Zerotierone: Some of my zerotier networks fall for a few minutes in one particular device and get back online without intervention

Created on 26 Sep 2018 · 12Comments · Source: zerotier/ZeroTierOne

Describe the bug
I have created 4 networks. They are all with exact characteristics as far as I know. Some have more devices, some less, some are raspberry pi's with linux, some are windows 8, some routers with openwrt.

The problem is that 2 of them, and only in one desktop computer with windows, dissapear for a short period of time... maybe 5 minutes, and then, without notice, they come back again. Without doing anything special. (during those periods, the zerotier networks are ok in other machines, and I can communicate without problem on other machines. So is a particular problem of one windows desktop)

I set 4 command prompt windows doing pings to some machine in each network:
-replay from 10.0.1.xx bytes=32 time=2ms TTL=64
-replay from 10.0.2.xx bytes=32 time=11ms TTL=64
-replay from 10.0.3.xx bytes=32 time=3ms TTL=64
-replay from 10.0.4.xx bytes=32 time=1ms TTL=64

...no problem, but then suddenly ...networks 1 and 3 drop at the same time and start with:

-replay from xx.xx.xx.xx Destination host unreachable...............
-replay from 10.0.2.xx bytes=32 time=11ms TTL=64
-replay from xx.xx.xx.xx Destination host unreachable...............
-replay from 10.0.4.xx bytes=32 time=1ms TTL=64

It's always those two networks 1 and 3, and at the same time. If I wait, after some minutes they get back. It's interesting that I can force those networks go back alive instantly just by going to windows network -> properties -> select the zerotier adapter for network1, disable, and then re-enable it back. As soon as I do this, the pings start responding on network1.

Then do the same with adapter3 and it gets back online too.

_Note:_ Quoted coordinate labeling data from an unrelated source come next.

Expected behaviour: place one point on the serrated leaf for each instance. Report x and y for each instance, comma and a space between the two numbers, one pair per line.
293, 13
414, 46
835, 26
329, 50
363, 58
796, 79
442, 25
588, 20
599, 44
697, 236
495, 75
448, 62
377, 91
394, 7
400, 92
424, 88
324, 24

I have to say that in every moment, zerotier icon is correctly in the tray, it shows check marks on all four networks. Selecting 'show networks' shows connected on all four. If I connect to central, this computer shows ONLINE on every network, so everything shows as if nothing wrong is happening. but... no ping and no any other communication on those two networks during those periods of time. Nothing work on those two until I disable/enable them or wait some minutes and they get back online alone.

To Reproduce
I can't reproduce. It happens for example one time each hour... and it is not droping just some pings, it's that the network is not responding to anything for some minutes.

Screenshots
zerotier_network_drops

Desktop (please complete the following information):

OS: failing machine is windows 8.1
ZeroTier Version 1.2.12
Desktop computer. I7 16gb ram.

Additional context

They all 4 has:
[X] Allow global IP (selected)
[X] Allow managed IP (selected)
[ ] Allow default route (unselected)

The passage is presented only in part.